Inhibition of cyclooxygenase-2 by NS-398 following hemorrhage and subsequent sepsis: no beneficial effects in either gender

BACKGROUND: Inhibition of cyclooxygenase-2 with a reduction of prostaglandin E(2)production by the specific antagonist NS-398 has been shown to have beneficial effects on immune function and survival in a trauma model. Immune function after experimental hemorrhagic shock and subsequent sepsis may be gender-related, with enhanced immunity and better survival in females. However, it remains unclear if the observed effect of NS-398 treatment is gender-related following hemorrhagic shock and subsequent sepsis. METHODS: Male and female CBA/J mice (age: 2-3 months) were subjected to hemorrhagic shock (35 +/- 5 mm Hg for 90 min and fluid resuscitation) or sham operation.
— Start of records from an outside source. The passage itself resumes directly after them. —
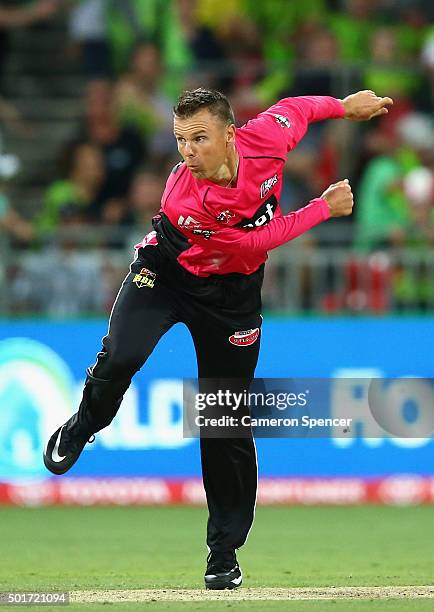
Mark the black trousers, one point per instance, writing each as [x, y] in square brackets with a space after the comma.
[156, 294]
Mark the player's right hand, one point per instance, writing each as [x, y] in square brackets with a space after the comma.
[339, 198]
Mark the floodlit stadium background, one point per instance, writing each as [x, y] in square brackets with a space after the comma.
[86, 144]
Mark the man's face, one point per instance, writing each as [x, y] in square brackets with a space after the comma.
[203, 141]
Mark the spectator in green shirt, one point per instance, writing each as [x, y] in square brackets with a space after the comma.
[70, 200]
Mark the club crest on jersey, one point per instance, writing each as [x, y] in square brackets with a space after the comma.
[262, 216]
[145, 278]
[267, 185]
[281, 120]
[245, 338]
[225, 216]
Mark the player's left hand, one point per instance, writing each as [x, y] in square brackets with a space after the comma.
[365, 105]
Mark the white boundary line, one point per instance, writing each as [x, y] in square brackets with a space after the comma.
[252, 594]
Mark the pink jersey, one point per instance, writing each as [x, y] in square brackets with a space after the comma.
[210, 229]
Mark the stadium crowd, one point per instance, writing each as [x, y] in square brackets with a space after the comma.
[137, 55]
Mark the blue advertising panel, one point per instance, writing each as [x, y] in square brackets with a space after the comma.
[42, 370]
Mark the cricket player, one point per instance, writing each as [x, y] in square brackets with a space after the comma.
[203, 266]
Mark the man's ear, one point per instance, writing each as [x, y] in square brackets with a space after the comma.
[230, 134]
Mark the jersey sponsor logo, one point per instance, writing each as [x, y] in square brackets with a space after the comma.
[282, 120]
[187, 222]
[205, 233]
[145, 278]
[267, 185]
[262, 216]
[244, 338]
[225, 216]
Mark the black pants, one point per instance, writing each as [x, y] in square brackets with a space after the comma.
[155, 295]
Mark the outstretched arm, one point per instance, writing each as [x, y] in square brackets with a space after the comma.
[286, 122]
[336, 201]
[365, 105]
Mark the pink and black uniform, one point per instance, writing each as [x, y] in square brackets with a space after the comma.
[215, 230]
[203, 266]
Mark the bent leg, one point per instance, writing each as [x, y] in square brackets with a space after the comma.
[229, 465]
[140, 316]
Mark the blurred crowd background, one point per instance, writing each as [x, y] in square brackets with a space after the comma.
[86, 143]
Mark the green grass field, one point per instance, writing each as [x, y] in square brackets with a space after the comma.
[76, 549]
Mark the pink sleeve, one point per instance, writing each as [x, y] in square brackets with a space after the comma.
[289, 118]
[278, 231]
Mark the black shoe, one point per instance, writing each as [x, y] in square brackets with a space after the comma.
[223, 571]
[64, 447]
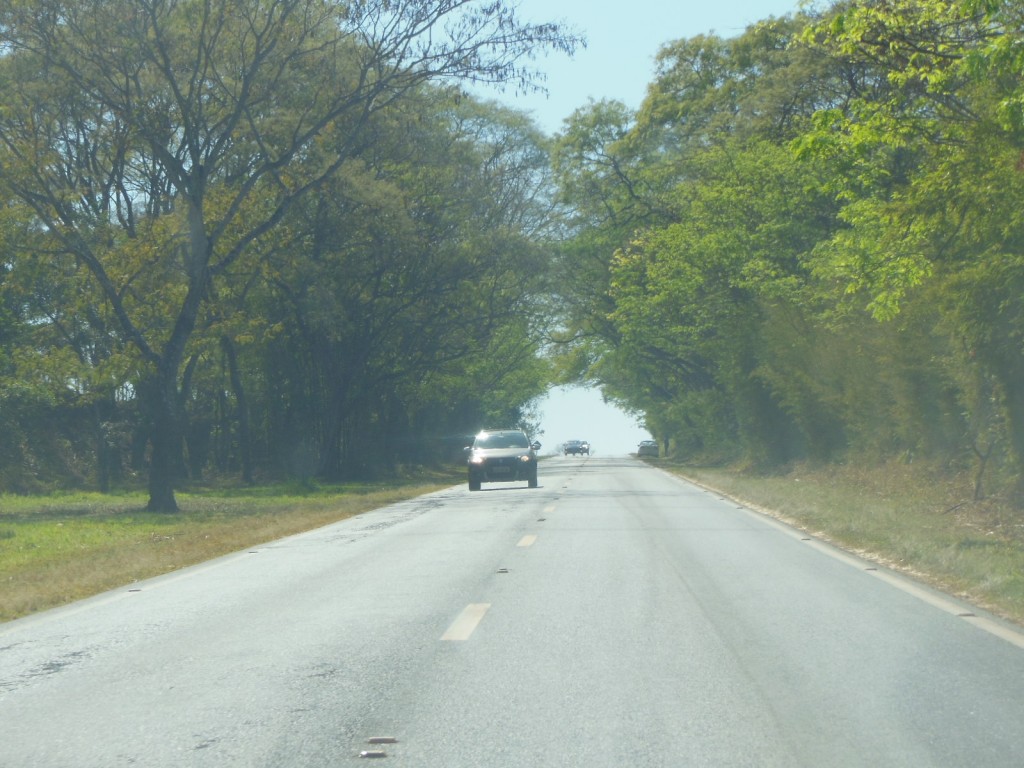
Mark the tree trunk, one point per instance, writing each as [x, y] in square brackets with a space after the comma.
[242, 410]
[166, 442]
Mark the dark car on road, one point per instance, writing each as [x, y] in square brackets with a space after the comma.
[576, 448]
[502, 456]
[647, 448]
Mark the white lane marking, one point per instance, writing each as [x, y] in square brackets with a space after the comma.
[466, 623]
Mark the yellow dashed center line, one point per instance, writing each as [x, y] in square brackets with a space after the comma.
[466, 623]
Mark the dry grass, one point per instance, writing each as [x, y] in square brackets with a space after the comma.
[904, 517]
[58, 549]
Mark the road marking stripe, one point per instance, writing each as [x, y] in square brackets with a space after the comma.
[467, 622]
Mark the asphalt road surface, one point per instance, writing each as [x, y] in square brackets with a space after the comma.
[613, 616]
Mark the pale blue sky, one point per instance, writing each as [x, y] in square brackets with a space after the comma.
[623, 38]
[619, 64]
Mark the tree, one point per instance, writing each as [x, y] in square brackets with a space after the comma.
[194, 127]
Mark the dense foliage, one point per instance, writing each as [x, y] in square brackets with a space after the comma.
[261, 237]
[267, 240]
[807, 244]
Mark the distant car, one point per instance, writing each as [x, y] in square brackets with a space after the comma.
[576, 448]
[648, 448]
[502, 456]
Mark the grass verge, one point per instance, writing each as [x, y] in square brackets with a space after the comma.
[908, 519]
[61, 548]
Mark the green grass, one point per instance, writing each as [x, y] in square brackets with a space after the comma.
[908, 519]
[65, 547]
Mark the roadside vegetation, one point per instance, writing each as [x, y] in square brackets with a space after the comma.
[909, 519]
[58, 548]
[308, 255]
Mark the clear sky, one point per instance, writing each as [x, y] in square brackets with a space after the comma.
[617, 64]
[622, 41]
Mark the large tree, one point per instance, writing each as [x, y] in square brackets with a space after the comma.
[158, 140]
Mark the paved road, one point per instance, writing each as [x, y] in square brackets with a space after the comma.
[613, 616]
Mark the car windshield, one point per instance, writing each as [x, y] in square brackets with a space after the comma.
[502, 439]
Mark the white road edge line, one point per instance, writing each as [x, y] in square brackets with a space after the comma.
[466, 623]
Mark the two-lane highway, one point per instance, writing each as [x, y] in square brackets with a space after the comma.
[613, 616]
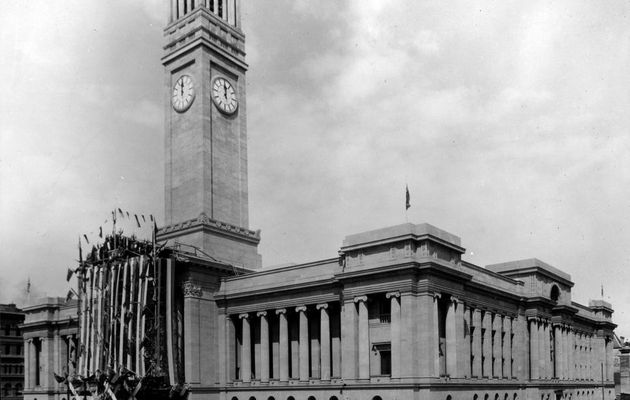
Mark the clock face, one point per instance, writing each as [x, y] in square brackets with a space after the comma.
[183, 93]
[224, 95]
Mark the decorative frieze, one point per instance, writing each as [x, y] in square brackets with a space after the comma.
[190, 289]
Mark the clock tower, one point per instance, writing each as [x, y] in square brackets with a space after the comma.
[206, 202]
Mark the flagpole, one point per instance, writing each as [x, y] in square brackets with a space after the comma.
[407, 202]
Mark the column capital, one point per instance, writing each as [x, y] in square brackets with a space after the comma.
[360, 298]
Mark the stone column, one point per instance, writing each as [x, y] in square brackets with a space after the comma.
[246, 349]
[556, 353]
[476, 345]
[487, 344]
[534, 353]
[364, 339]
[230, 351]
[609, 360]
[465, 359]
[507, 347]
[547, 349]
[303, 343]
[567, 353]
[451, 338]
[578, 353]
[395, 332]
[324, 340]
[314, 328]
[436, 334]
[283, 347]
[424, 338]
[497, 355]
[349, 358]
[28, 372]
[571, 353]
[264, 346]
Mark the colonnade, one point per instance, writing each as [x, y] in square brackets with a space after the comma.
[42, 353]
[559, 351]
[492, 344]
[429, 335]
[305, 342]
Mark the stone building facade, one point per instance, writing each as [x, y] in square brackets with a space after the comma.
[49, 331]
[399, 315]
[394, 314]
[11, 352]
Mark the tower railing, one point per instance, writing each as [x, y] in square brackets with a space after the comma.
[227, 10]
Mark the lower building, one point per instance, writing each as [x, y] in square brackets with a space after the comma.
[622, 369]
[396, 315]
[49, 330]
[11, 352]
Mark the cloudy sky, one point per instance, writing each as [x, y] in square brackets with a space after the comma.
[508, 121]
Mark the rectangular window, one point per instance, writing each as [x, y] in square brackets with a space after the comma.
[38, 351]
[382, 359]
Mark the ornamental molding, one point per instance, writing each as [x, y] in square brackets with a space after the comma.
[358, 299]
[191, 290]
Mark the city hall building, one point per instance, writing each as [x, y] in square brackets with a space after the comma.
[394, 314]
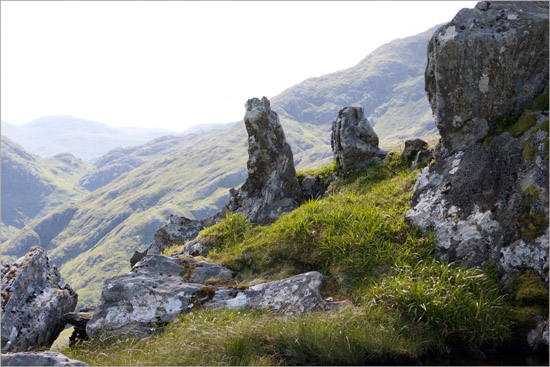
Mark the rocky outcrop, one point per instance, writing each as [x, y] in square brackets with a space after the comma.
[159, 288]
[79, 320]
[300, 293]
[34, 300]
[412, 148]
[156, 290]
[485, 63]
[486, 195]
[272, 186]
[354, 142]
[39, 359]
[270, 190]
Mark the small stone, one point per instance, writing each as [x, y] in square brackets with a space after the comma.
[39, 359]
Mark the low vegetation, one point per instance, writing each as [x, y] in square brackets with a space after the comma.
[407, 303]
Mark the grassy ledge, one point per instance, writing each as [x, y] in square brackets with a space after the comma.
[407, 303]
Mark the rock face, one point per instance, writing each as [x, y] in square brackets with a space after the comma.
[485, 63]
[271, 188]
[412, 147]
[354, 142]
[34, 300]
[156, 290]
[487, 201]
[272, 185]
[300, 293]
[39, 359]
[159, 288]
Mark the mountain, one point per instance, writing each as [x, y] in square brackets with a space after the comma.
[136, 189]
[88, 140]
[187, 175]
[388, 84]
[32, 186]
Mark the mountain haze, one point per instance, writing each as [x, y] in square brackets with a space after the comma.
[134, 190]
[88, 140]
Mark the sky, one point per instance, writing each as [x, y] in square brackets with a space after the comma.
[176, 64]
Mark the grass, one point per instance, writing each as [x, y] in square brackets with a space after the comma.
[407, 304]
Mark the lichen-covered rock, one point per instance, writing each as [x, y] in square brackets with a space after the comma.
[156, 290]
[300, 293]
[34, 300]
[354, 142]
[487, 201]
[179, 230]
[412, 147]
[538, 337]
[485, 63]
[39, 359]
[272, 186]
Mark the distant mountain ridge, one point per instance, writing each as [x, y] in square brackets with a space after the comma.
[388, 84]
[86, 139]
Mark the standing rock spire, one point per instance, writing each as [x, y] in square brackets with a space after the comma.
[354, 142]
[272, 185]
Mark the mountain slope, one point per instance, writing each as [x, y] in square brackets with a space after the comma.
[388, 84]
[85, 139]
[189, 175]
[32, 186]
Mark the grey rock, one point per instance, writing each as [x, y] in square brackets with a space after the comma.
[79, 320]
[272, 186]
[412, 148]
[195, 248]
[300, 293]
[488, 202]
[354, 142]
[485, 64]
[312, 188]
[423, 158]
[39, 359]
[482, 5]
[34, 300]
[156, 290]
[538, 337]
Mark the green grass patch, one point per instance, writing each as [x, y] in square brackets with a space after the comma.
[358, 336]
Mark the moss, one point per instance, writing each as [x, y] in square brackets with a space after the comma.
[533, 224]
[524, 317]
[539, 103]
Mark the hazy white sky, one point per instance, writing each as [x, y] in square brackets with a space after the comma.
[177, 64]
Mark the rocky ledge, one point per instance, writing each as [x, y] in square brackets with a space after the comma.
[34, 300]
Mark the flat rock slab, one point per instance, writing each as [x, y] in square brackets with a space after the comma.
[34, 300]
[300, 293]
[156, 290]
[39, 359]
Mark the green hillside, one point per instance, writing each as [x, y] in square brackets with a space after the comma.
[408, 305]
[388, 84]
[33, 186]
[193, 173]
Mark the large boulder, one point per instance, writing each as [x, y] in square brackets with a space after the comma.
[300, 293]
[485, 63]
[354, 142]
[156, 290]
[272, 185]
[486, 197]
[159, 288]
[39, 359]
[271, 188]
[34, 300]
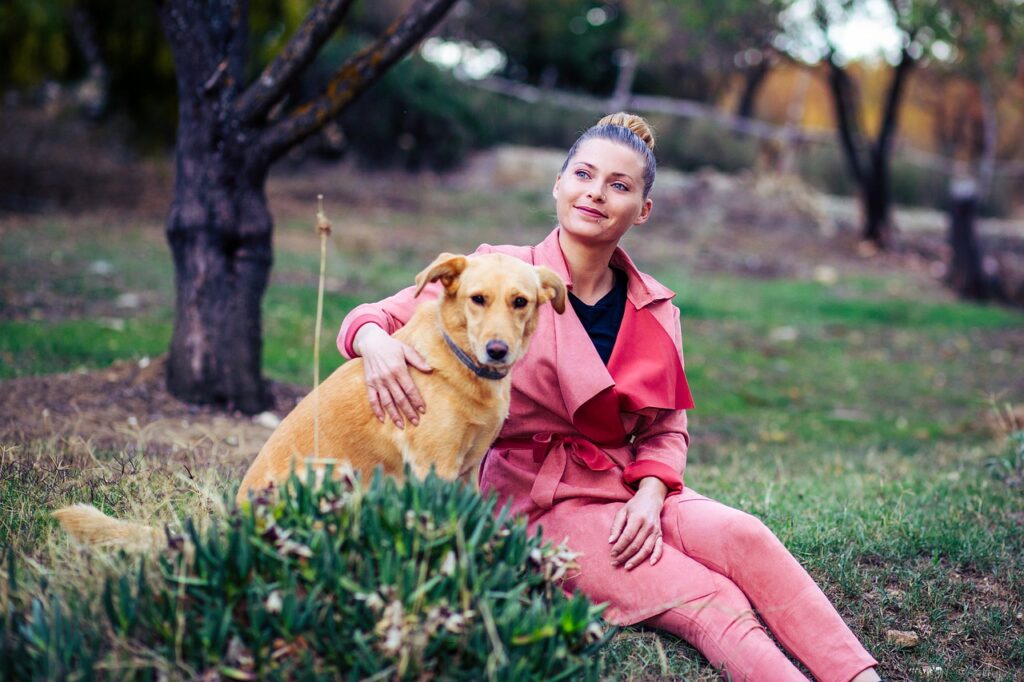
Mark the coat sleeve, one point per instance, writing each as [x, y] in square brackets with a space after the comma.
[390, 313]
[662, 445]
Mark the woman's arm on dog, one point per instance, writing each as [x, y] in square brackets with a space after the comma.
[385, 364]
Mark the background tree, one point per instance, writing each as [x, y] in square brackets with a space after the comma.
[553, 43]
[868, 158]
[694, 50]
[229, 132]
[983, 57]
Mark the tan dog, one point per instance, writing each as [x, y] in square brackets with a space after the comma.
[487, 311]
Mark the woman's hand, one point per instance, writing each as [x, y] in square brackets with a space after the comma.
[389, 385]
[636, 530]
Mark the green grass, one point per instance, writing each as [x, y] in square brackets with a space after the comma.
[853, 419]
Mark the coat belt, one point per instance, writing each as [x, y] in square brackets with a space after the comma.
[552, 452]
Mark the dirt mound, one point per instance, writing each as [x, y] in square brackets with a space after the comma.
[127, 406]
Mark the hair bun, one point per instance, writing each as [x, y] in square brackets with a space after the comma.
[635, 123]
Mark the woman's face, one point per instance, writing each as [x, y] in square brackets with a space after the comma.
[600, 195]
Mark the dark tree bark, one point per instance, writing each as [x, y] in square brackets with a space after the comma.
[219, 227]
[868, 161]
[967, 275]
[754, 78]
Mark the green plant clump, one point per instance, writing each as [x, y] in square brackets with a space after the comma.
[414, 582]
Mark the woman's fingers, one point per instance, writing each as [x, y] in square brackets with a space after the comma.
[629, 541]
[387, 403]
[410, 395]
[658, 549]
[643, 551]
[417, 360]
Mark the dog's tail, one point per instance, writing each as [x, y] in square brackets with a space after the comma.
[91, 526]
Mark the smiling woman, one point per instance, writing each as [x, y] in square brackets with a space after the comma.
[595, 443]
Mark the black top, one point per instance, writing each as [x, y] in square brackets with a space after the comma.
[604, 317]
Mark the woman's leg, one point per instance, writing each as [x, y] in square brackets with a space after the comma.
[723, 627]
[741, 548]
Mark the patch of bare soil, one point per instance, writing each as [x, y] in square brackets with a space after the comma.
[127, 406]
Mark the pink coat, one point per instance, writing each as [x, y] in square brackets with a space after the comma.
[580, 435]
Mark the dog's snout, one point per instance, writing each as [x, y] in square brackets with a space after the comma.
[497, 350]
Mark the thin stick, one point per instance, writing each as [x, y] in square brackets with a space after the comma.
[324, 227]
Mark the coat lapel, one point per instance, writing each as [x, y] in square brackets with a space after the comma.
[582, 375]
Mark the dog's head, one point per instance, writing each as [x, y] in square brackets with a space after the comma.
[494, 299]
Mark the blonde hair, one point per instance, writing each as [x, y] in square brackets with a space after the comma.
[628, 129]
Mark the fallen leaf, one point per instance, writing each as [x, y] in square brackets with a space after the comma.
[904, 639]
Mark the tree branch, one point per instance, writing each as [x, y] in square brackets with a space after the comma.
[318, 26]
[893, 101]
[839, 84]
[184, 27]
[354, 76]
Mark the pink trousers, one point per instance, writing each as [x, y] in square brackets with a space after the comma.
[753, 571]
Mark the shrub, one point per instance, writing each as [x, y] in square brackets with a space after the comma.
[416, 582]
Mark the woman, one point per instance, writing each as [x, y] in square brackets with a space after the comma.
[595, 443]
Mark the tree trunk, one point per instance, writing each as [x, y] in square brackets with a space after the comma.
[754, 78]
[967, 276]
[219, 230]
[878, 203]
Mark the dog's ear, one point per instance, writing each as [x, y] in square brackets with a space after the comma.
[552, 289]
[445, 267]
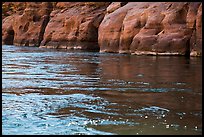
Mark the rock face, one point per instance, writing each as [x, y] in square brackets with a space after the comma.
[27, 28]
[74, 25]
[157, 28]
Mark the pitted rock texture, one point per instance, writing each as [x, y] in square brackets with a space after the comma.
[74, 25]
[156, 28]
[27, 28]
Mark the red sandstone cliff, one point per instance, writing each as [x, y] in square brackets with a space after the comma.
[157, 28]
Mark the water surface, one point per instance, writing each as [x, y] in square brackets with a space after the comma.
[49, 91]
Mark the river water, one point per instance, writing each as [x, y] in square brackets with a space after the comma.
[49, 91]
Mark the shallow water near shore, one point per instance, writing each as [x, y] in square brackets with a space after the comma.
[49, 91]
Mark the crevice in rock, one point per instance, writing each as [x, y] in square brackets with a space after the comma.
[10, 37]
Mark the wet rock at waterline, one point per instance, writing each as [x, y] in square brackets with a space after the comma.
[155, 28]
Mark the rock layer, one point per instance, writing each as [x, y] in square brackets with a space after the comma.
[74, 25]
[27, 28]
[157, 28]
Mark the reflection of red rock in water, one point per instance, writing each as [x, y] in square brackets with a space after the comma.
[156, 28]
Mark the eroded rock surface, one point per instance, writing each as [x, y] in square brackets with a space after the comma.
[74, 25]
[157, 28]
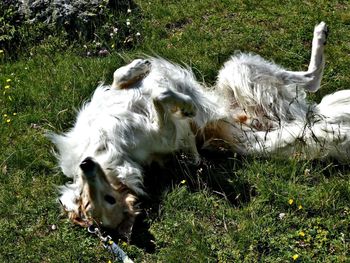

At resuscitation and after 20 and 40 h each received either NS-398 10 mg/kg or placebo i.p. At 48 h after resuscitation, either splenocytes and peritoneal macrophages (pM phi) were harvested (n = 8 per group), or polymicrobial sepsis was induced by cecal ligation and puncture (CLP). Following CLP, either 10-day survival (n = 15 per group) was determined or pM phi and splenocytes were harvested 4 h after CLP (n = 8 per group). Cytokine release of pM phi, and splenocyte proliferation and responsiveness in vitro were assessed. RESULTS: Treatment with NS-398 led to lower PGE(2) levels as compared to placebo-treated animals, reaching significance (p < 0.05) in males. Placebo-treated males had significantly depressed proinflammatory immune response (IL-1, IL-6, IL-2, IFN-gamma) after hemorrhagic shock and experienced further suppression by CLP (all, p < 0.05). In contrast, young females displayed unchanged cytokine release after hemorrhagic shock, but a comparable suppression following CLP. Treatment with NS-398 did not influence cytokine release nor survival. CONCLUSIONS: Despite a significant reduction of PGE(2) concentration, NS-398 treatment has no beneficial effects on cytokine release and survival in this model of hemorrhage and subsequent sepsis.